The most recent edition of Access (the University of California Transportation Centre’s quarterly journal) ran two thought provoking pieces on parking policy. One was a piece on how to optimally allocate parking in urban neighbourhoods, written by economist turned parking guru Donald Shoup. For those familiar with his work, this piece holds up to his usual standard of excellence. The more controversial piece was written by Michael Manville, Assistant Professor of City and Regional Planning at Cornell University, and Jonathan Williams, a Transportation Planner in Seattle. They argue that cities should eliminate free parking for disabled people. While this one will no doubt spark outrage (hence, will never happen), it is an equally sensible proposal.
Donald Shoup is famous for arguing that markets, not regulations, should govern parking. He has pointed out in several studies that free or under-priced urban parking leads to artificial shortages. These shortages contribute to traffic congestion by causing drivers to “cruise for parking.” Moreover, when street parking is in a state of anarchy, rather than being rationed by markets, private developers and governments build more off-street parking than would be required if street parking were priced accordingly (cities exacerbate this by requiring developers to provide minimum parking levels for new developments, which are often above what the market would demand). This latter problem is the subject of his article in this quarter’s edition of Access.
Parking requirements aren’t so much about serving future residents and customers, as ensuring that existing residents have access to convenient, free parking. For this reason, there is immense political pressure from existing residents to build as much parking as possible into new apartment and condo buildings to prevent spillover of new residents parking in their neighbourhoods. However, Shoup points out that if existing neighbourhood parking spaces were more heavily used at night, there would be less need for additional parking construction.
Shoup’s solution is two-fold. First, cities can require landlords to provide free transit passes to tenants. This sounds heavy handed, but it can be a reasonable trade-0ff for lower parking requirements. After all, a transit pass can be less expensive than a parking space. According to the Victoria Policy Institute, the monthly cost of providing off-street urban parking ranges from roughly $172-$334. Giving landlords the flexibility to provide a certain number of parking passes in lieu of parking would be a win-win situation.
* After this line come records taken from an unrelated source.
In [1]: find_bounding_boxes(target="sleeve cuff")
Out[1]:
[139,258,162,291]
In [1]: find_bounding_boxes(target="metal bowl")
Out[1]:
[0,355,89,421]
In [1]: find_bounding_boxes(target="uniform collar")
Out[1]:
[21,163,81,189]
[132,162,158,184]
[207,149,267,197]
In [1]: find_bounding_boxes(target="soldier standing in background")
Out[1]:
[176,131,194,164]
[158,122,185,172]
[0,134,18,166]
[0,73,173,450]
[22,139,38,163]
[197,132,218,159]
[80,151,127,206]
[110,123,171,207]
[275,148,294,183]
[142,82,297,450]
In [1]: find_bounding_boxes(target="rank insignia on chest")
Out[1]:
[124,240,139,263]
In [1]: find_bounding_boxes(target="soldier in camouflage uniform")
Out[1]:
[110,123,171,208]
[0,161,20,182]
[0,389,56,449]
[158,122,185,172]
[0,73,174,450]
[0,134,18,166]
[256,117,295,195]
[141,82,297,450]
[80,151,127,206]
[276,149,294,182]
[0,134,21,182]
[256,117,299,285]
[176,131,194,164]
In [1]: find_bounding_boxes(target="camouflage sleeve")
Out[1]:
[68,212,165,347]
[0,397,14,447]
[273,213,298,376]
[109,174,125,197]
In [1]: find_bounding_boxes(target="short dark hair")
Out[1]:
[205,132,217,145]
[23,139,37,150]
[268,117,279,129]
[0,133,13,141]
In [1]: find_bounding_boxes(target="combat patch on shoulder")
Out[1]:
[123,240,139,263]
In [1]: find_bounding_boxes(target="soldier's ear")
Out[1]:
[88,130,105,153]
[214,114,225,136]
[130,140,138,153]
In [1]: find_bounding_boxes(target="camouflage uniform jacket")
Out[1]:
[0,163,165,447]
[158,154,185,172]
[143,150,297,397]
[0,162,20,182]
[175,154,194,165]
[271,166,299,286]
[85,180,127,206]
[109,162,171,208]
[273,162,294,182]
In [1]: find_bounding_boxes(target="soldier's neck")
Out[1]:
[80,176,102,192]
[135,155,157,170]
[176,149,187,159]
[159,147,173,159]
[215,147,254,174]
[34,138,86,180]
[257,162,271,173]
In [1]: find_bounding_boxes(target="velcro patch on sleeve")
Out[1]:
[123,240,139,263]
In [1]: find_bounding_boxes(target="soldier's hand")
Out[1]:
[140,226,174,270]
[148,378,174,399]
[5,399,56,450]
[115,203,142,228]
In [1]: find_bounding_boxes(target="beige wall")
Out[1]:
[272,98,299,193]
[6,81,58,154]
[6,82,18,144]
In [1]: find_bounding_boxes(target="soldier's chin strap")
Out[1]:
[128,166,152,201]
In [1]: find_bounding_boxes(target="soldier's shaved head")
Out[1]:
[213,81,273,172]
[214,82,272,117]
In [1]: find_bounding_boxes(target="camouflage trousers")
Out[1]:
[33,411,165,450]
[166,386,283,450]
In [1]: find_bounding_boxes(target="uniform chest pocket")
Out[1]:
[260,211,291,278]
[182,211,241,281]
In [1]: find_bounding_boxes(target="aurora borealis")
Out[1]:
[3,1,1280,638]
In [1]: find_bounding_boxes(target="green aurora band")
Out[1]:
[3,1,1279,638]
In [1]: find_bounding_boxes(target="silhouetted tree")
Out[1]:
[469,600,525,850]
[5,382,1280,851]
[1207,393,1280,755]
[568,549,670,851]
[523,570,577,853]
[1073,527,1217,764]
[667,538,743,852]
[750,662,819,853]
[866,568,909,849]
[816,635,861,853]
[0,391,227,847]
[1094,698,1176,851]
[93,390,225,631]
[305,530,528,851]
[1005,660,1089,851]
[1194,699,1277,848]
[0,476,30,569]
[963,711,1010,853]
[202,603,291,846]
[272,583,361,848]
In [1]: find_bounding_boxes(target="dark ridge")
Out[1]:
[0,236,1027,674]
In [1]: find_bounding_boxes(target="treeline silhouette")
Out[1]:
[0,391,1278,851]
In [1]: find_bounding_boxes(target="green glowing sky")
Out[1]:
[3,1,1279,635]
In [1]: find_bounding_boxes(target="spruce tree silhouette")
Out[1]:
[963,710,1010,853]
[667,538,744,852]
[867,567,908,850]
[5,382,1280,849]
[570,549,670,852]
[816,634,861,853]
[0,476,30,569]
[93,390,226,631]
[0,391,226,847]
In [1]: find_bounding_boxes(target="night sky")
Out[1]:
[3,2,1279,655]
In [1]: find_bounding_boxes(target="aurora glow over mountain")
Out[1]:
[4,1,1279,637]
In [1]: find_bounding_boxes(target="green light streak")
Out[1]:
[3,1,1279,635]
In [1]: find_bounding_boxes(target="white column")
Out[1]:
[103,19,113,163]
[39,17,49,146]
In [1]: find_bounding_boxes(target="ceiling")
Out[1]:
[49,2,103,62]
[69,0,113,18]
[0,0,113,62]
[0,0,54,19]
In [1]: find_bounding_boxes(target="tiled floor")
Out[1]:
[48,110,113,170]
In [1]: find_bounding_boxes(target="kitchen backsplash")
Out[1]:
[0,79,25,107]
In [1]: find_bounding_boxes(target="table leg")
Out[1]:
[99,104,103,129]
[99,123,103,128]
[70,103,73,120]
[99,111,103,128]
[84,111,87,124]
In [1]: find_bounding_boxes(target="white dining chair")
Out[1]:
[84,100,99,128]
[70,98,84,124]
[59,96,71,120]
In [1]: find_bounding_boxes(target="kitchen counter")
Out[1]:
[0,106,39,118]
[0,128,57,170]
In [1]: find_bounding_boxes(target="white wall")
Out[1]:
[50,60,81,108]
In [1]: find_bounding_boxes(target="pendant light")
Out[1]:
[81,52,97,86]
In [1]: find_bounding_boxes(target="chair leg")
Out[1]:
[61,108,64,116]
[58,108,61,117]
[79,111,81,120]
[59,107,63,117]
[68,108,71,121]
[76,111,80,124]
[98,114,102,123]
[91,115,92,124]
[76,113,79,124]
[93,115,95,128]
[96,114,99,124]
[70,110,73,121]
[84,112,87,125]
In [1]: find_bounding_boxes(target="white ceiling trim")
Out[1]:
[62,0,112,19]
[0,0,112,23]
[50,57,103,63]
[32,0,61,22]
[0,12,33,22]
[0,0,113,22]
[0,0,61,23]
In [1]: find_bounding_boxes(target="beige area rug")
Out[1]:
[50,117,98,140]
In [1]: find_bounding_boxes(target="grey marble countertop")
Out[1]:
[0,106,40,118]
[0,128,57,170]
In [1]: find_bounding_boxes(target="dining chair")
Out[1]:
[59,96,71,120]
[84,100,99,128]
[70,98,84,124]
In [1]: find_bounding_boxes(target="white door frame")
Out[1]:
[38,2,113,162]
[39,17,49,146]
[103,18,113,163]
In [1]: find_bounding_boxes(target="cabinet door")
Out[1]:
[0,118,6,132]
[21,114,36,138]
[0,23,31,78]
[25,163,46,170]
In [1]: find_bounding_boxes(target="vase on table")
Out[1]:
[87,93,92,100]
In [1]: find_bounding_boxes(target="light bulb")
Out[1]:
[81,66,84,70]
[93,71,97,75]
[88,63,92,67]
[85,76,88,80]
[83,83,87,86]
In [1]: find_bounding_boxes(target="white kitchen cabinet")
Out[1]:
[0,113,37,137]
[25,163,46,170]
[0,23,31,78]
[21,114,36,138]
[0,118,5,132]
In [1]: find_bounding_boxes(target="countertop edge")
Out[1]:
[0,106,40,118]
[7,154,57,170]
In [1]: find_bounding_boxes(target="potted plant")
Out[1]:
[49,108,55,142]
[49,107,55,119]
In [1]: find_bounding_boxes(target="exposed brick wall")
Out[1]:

Second, Shoup argues that cities allow residents of any block to create “overnight permit districts.” These districts prevent non-residents from parking overnight on the street. That simplifies the problem of spillover, and can reduce enforcement costs. But Shoup points out that cities can follow Boulder, Colorado’s approach, and sell off a certain number of spots to non-residents at market prices. He points out that if residents choose to allow some non resident parking, “a block that allows overnight parking by four nonresidents at $50 a month will raise $2,400 a year for public services such as repairing sidewalks or undergrounding the overhead utility wires.” That is another win-win solution (something Mr. Shoup has a knack for).
Manville and Williams extend Shoup’s insights about the hidden costs of free parking to the issue of free parking for disabled people. At first glance, taking away free parking from the disabled seems cruel. However, according to their research in Los Angeles, 27 percent of parked cars observed had disabled placards. Most disabled people are not poor (though some certainly are), and qualification for disabled placards is getting less and less stringent (and many people use them illegally). Moreover, people with the most severe disabilities are unlikely to drive.
The growth of free parking exacerbates the very parking troubles that Shoup has long pointed out. Manville and Williams argue that governments would be better off eliminating free parking, and use some of the increased revenue to provide more paratransit and fix sidewalks. This strikes me as a sensible alternative. And, frankly, if disabled people are too poor to park, the poverty issue should be addressed more directly through income supports, rather than free parking.
Unfortunately, as more and more relatively able bodied non-low income people exploit disabled placards to get free parking, it will become harder and harder to change course, since no one wants to give up a free parking space. The challenge is to convey the direct and indirect costs to their wallets and time from “free parking.” I’m not holding my breath for the end of free parking.